Poluição na Serra e no rio Santa Maria, aponta a Juntos-SOS, é causada por Revsol

A Organização Não Governamental (ONG) Juntos SOS Ambiental deu entrada em uma Ação Civil Pública (ACP) na Vara da Fazenda Pública Municipal da Serra contra a ArcelorMittal Tubarão. A entidade requer a condenação da empresa ao pagamento de indenização por dano ambiental e danos morais coletivos no valor de R$ 100 milhões, em virtude da poluição hídrica no Rio Santa Maria e no município da Serra, onde apareceram animais mortos no ponto de chegada das lagoas Juara e Jacuné na praia de Jacaraípe. Esses impactos, aponta a ACP, foram causados pela utilização de Revsol, utilizado no Programa Novos Caminhos.

Reprodução

Também é reivindicado que a empresa suspenda, de maneira imediata, “a comercialização e fornecimento de escórias siderúrgicas para quaisquer finalidades, até que comprove que os produtos não são responsáveis pela morte de animais no Rio Santa Maria da Vitória, pela contaminação de peixes e animais no Rio Bubu em Cariacica e espelhos d’água, bem como demonstrar cabalmente a sua segurança e prestar as informações imprescindíveis aos consumidores e à sociedade, sob pena de multa diária de R$ 1 milhão”.

Além disso, a ONG defende que a ArcelorMittal seja obrigada a “custear estudos aprofundados para caracterização das escórias siderúrgicas de acordo com o processo de produção, bem como dos insumos utilizados no processo, e ainda acerca do preparo e tratamento, com vistas à redução dos riscos à saúde pública e ao meio ambiente, a ser realizado por entidade isenta, de confiança deste Juízo”.

Requer, ainda, que siderúrgica seja condenada a reparar “os danos ambientais causados pelos seus produtos, ordenando-se sua retirada dos locais onde causem danos ou coloquem em risco o meio ambiente a saúde pública, restaurando as vias e locais, onde se fizer necessário”.

No que diz respeito ao Instituto Estadual de Meio Ambiente e Recursos Hídricos (Iema), a ação solicita que o órgão apresente cópia integral dos processos de licenças ambientais concedida à Arcelor para o fornecimento e comercialização dos seus produtos derivados de escórias.

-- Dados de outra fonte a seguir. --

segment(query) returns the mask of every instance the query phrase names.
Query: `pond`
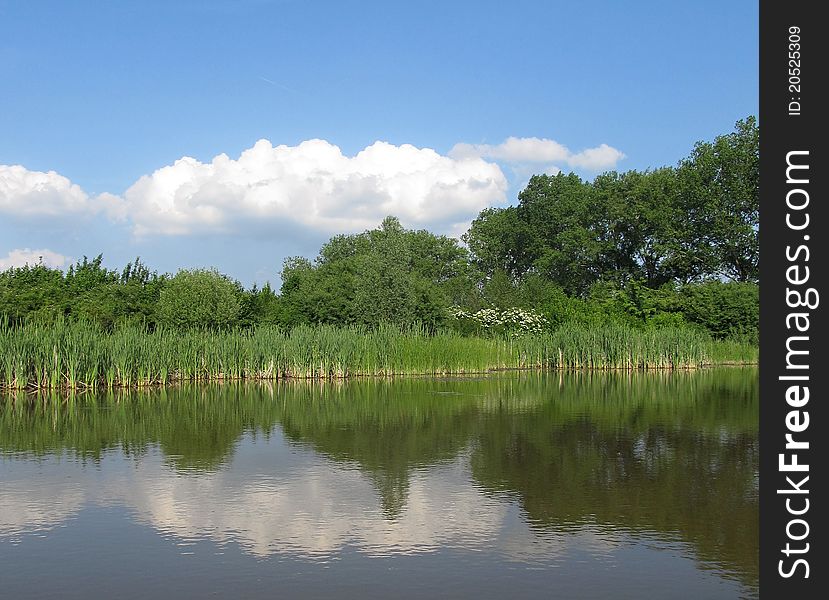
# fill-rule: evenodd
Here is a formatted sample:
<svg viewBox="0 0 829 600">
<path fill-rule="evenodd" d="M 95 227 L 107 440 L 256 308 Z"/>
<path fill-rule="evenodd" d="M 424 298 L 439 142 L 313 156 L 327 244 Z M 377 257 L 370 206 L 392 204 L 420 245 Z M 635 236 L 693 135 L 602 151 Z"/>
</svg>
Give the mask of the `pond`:
<svg viewBox="0 0 829 600">
<path fill-rule="evenodd" d="M 752 598 L 758 372 L 0 402 L 4 597 Z"/>
</svg>

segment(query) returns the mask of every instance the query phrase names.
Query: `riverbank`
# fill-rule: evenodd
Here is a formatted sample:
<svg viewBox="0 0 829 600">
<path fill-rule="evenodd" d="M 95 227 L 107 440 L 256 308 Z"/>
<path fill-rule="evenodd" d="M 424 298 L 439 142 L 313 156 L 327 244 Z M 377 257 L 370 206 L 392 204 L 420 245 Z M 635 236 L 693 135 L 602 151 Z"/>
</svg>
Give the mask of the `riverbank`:
<svg viewBox="0 0 829 600">
<path fill-rule="evenodd" d="M 0 328 L 0 387 L 77 389 L 165 385 L 182 381 L 449 375 L 506 369 L 692 369 L 752 364 L 757 348 L 717 341 L 693 329 L 564 325 L 519 337 L 429 334 L 396 327 L 329 325 L 290 331 L 147 331 L 106 333 L 65 322 Z"/>
</svg>

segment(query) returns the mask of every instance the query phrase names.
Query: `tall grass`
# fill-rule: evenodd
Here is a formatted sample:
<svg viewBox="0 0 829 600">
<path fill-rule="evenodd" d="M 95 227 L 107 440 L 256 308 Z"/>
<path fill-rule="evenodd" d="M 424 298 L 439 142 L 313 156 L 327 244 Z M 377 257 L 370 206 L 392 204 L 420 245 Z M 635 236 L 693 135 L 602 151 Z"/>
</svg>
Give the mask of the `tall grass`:
<svg viewBox="0 0 829 600">
<path fill-rule="evenodd" d="M 753 352 L 753 354 L 752 354 Z M 140 387 L 220 379 L 325 379 L 445 375 L 499 369 L 673 369 L 752 362 L 747 344 L 715 342 L 689 329 L 565 325 L 521 337 L 468 337 L 418 328 L 300 326 L 290 331 L 105 333 L 81 322 L 0 324 L 0 387 Z"/>
</svg>

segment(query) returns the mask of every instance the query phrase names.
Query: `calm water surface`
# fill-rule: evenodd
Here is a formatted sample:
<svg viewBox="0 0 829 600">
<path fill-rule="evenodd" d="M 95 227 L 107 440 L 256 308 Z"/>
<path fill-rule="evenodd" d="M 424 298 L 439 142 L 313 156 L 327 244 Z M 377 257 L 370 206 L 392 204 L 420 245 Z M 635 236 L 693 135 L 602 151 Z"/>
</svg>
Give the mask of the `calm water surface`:
<svg viewBox="0 0 829 600">
<path fill-rule="evenodd" d="M 0 399 L 5 598 L 745 598 L 756 369 Z"/>
</svg>

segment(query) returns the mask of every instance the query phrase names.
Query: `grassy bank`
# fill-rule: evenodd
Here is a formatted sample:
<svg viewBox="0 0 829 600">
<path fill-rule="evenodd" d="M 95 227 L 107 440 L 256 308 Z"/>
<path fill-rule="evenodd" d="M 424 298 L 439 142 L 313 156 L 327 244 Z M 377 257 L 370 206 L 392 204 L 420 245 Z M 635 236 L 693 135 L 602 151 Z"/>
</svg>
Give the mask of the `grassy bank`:
<svg viewBox="0 0 829 600">
<path fill-rule="evenodd" d="M 695 368 L 755 362 L 748 344 L 713 341 L 689 329 L 563 326 L 518 338 L 468 337 L 417 329 L 260 326 L 236 331 L 84 323 L 0 326 L 0 387 L 131 387 L 217 379 L 443 375 L 496 369 Z"/>
</svg>

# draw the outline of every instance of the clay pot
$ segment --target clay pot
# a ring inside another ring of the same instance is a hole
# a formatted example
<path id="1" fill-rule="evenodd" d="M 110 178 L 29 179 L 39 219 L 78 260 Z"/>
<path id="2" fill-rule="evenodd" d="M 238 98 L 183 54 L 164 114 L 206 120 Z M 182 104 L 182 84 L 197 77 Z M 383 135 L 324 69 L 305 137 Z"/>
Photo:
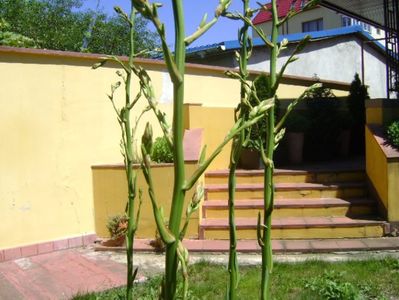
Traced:
<path id="1" fill-rule="evenodd" d="M 106 247 L 121 247 L 125 243 L 125 236 L 121 235 L 117 238 L 111 238 L 101 242 L 101 246 Z"/>
<path id="2" fill-rule="evenodd" d="M 287 132 L 288 158 L 293 164 L 303 162 L 303 132 Z"/>
<path id="3" fill-rule="evenodd" d="M 243 148 L 241 150 L 240 160 L 238 167 L 245 170 L 258 170 L 260 169 L 260 156 L 259 152 L 252 149 Z"/>

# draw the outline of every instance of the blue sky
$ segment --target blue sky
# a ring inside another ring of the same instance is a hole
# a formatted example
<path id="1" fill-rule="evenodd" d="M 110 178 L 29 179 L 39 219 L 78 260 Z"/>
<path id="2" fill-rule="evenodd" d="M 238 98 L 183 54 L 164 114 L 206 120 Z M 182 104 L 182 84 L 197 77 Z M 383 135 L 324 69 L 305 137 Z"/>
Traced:
<path id="1" fill-rule="evenodd" d="M 258 7 L 256 1 L 259 0 L 250 0 L 250 5 L 252 8 Z M 163 7 L 159 9 L 159 14 L 160 18 L 165 23 L 167 28 L 168 43 L 172 45 L 174 39 L 174 33 L 172 30 L 172 1 L 158 0 L 156 2 L 163 4 Z M 186 35 L 189 35 L 195 31 L 205 13 L 208 13 L 208 20 L 210 20 L 213 17 L 215 8 L 219 4 L 219 0 L 184 0 L 183 2 L 186 16 Z M 265 3 L 268 1 L 260 0 L 259 2 Z M 85 0 L 84 3 L 85 8 L 94 9 L 97 5 L 97 0 Z M 128 11 L 130 6 L 129 3 L 129 0 L 100 0 L 100 7 L 108 14 L 113 14 L 113 7 L 115 5 L 118 5 L 122 7 L 125 11 Z M 241 11 L 242 1 L 232 0 L 232 5 L 230 6 L 229 10 Z M 191 47 L 237 39 L 237 31 L 239 27 L 239 21 L 231 21 L 225 18 L 221 18 L 219 22 L 211 30 L 209 30 L 206 35 L 197 40 L 194 44 L 191 45 Z"/>

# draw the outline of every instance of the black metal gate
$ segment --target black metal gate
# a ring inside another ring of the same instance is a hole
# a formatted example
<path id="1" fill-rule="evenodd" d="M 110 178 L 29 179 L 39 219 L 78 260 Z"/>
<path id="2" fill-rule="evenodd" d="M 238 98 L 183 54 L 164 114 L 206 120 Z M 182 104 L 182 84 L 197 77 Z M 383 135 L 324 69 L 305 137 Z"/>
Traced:
<path id="1" fill-rule="evenodd" d="M 387 97 L 399 93 L 399 1 L 384 0 L 387 59 Z"/>

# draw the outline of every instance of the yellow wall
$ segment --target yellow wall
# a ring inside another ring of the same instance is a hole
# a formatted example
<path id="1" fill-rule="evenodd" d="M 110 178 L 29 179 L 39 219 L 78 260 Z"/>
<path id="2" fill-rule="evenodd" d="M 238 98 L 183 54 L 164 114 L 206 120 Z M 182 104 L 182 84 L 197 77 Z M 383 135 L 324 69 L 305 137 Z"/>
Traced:
<path id="1" fill-rule="evenodd" d="M 366 171 L 388 221 L 399 222 L 399 160 L 386 156 L 369 127 L 366 127 Z"/>
<path id="2" fill-rule="evenodd" d="M 209 156 L 224 140 L 227 132 L 234 124 L 233 108 L 203 107 L 199 105 L 186 105 L 186 128 L 204 128 L 203 143 L 207 145 Z M 222 152 L 209 166 L 211 170 L 226 169 L 230 160 L 230 147 L 228 143 Z"/>
<path id="3" fill-rule="evenodd" d="M 91 166 L 122 161 L 119 125 L 106 97 L 118 80 L 117 68 L 92 70 L 98 59 L 0 47 L 0 249 L 95 231 Z M 149 69 L 160 108 L 170 121 L 172 89 L 165 66 L 140 63 Z M 295 85 L 282 86 L 279 93 L 293 98 L 308 83 L 295 79 Z M 185 103 L 202 105 L 192 111 L 189 126 L 207 128 L 205 143 L 213 148 L 231 124 L 228 112 L 237 105 L 239 83 L 226 78 L 222 68 L 188 65 L 186 84 Z M 133 94 L 137 86 L 135 82 Z M 122 90 L 117 98 L 123 101 Z M 144 106 L 145 101 L 139 102 L 135 113 Z M 148 113 L 139 137 L 147 121 L 154 135 L 160 135 Z M 227 153 L 215 166 L 227 166 Z"/>
<path id="4" fill-rule="evenodd" d="M 390 162 L 388 165 L 388 220 L 399 222 L 399 162 Z"/>
<path id="5" fill-rule="evenodd" d="M 382 125 L 383 123 L 382 107 L 368 107 L 366 109 L 366 122 L 367 124 Z"/>
<path id="6" fill-rule="evenodd" d="M 196 164 L 186 164 L 186 176 L 192 174 L 197 168 Z M 138 172 L 137 184 L 143 190 L 143 204 L 139 228 L 136 236 L 139 238 L 154 238 L 155 221 L 153 217 L 152 205 L 147 193 L 147 185 L 140 169 Z M 152 168 L 155 195 L 158 199 L 159 207 L 163 207 L 165 218 L 169 215 L 170 204 L 173 192 L 173 165 L 154 165 Z M 189 203 L 194 193 L 194 188 L 186 194 L 186 205 Z M 127 199 L 127 184 L 125 169 L 112 166 L 93 167 L 93 191 L 94 191 L 94 219 L 95 228 L 98 236 L 109 236 L 106 223 L 109 217 L 121 214 L 125 210 Z M 138 203 L 138 201 L 136 201 Z M 186 207 L 186 206 L 185 206 Z M 137 211 L 137 207 L 136 207 Z M 184 215 L 185 216 L 185 209 Z M 192 215 L 187 238 L 198 237 L 199 212 Z M 182 224 L 183 226 L 183 224 Z"/>
<path id="7" fill-rule="evenodd" d="M 386 157 L 375 140 L 370 129 L 366 127 L 366 171 L 373 183 L 378 197 L 385 209 L 388 209 L 388 165 Z"/>
<path id="8" fill-rule="evenodd" d="M 90 168 L 121 155 L 106 98 L 116 69 L 92 63 L 0 55 L 0 249 L 94 232 Z M 151 75 L 159 90 L 159 72 Z"/>

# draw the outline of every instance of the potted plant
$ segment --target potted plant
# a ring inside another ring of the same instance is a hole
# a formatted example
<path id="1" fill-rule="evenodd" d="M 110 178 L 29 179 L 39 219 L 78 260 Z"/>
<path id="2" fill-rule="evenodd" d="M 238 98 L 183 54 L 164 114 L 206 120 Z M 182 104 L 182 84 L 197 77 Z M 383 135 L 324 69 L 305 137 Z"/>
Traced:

E, ainda, que seja feita à Universidade Federal do Estado do Espírito Santo (Ufes) solicitação de fornecimento dos estudos que possuírem sobre o “impacto da água percolada no solo e lençol freático, após passar pelas pilhas de escória produzidas pela ré e centros de distribuição dos produtos”.

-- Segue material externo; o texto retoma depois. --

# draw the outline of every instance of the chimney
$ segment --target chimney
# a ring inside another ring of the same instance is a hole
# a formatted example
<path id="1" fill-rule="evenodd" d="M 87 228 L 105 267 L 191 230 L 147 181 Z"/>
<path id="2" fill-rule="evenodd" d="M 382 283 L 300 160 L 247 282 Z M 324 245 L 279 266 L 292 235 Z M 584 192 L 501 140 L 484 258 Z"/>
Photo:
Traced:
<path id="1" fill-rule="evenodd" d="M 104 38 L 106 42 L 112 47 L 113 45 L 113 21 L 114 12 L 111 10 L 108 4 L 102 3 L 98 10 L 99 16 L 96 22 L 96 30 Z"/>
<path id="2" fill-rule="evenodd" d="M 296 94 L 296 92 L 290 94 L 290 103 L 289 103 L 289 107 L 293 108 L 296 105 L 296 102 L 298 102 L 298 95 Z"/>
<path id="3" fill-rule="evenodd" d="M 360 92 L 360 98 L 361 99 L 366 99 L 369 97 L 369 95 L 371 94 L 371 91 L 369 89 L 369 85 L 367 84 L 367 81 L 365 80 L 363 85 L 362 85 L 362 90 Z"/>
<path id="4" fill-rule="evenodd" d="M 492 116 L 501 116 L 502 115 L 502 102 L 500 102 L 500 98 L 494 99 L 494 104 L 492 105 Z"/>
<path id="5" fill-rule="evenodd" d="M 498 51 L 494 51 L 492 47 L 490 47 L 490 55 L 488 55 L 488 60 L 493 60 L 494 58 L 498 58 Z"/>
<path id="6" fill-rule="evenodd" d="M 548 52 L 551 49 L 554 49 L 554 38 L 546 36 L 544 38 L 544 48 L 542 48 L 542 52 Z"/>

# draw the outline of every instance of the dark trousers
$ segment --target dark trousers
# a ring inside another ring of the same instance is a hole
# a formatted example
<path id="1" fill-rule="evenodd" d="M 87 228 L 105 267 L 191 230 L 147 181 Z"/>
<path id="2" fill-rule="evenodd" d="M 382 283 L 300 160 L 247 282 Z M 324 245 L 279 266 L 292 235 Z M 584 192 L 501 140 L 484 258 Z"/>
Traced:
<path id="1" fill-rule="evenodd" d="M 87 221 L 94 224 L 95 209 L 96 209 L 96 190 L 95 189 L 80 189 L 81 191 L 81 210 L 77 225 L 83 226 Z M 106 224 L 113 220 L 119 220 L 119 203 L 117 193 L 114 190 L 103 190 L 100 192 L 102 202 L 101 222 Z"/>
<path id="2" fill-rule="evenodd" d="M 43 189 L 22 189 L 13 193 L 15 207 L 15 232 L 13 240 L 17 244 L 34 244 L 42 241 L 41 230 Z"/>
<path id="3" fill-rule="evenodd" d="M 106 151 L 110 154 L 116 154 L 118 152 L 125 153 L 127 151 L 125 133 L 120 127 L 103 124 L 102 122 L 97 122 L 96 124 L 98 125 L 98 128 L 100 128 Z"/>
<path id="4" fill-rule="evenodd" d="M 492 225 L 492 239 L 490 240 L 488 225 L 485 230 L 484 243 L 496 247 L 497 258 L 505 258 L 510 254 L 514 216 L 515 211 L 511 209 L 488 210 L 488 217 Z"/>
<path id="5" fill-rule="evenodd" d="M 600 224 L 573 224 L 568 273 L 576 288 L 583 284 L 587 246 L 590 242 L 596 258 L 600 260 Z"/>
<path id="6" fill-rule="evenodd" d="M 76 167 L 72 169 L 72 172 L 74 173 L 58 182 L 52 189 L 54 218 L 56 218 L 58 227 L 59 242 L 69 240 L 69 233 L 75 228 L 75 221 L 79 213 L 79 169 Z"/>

Conforme destaca a ação, o Revsol é um produto feito pela empresa com o material que sobra da fabricação de produtos siderúrgicos e que precisa ser descartado. Foi criado pelo fato de essas sobras serem lesivas ao meio ambiente e tem sido utilizado para revestimento primário de vias, pátios e aterros. Essa utilização se dá, conforme consta no documento, por meio do Programa Novos Caminhos, que estabelece uma cooperação entre a ArcelorMittal e o poder público, na qual o Revsol é utilizado para revestimento primário em ruas e estradas não pavimentadas.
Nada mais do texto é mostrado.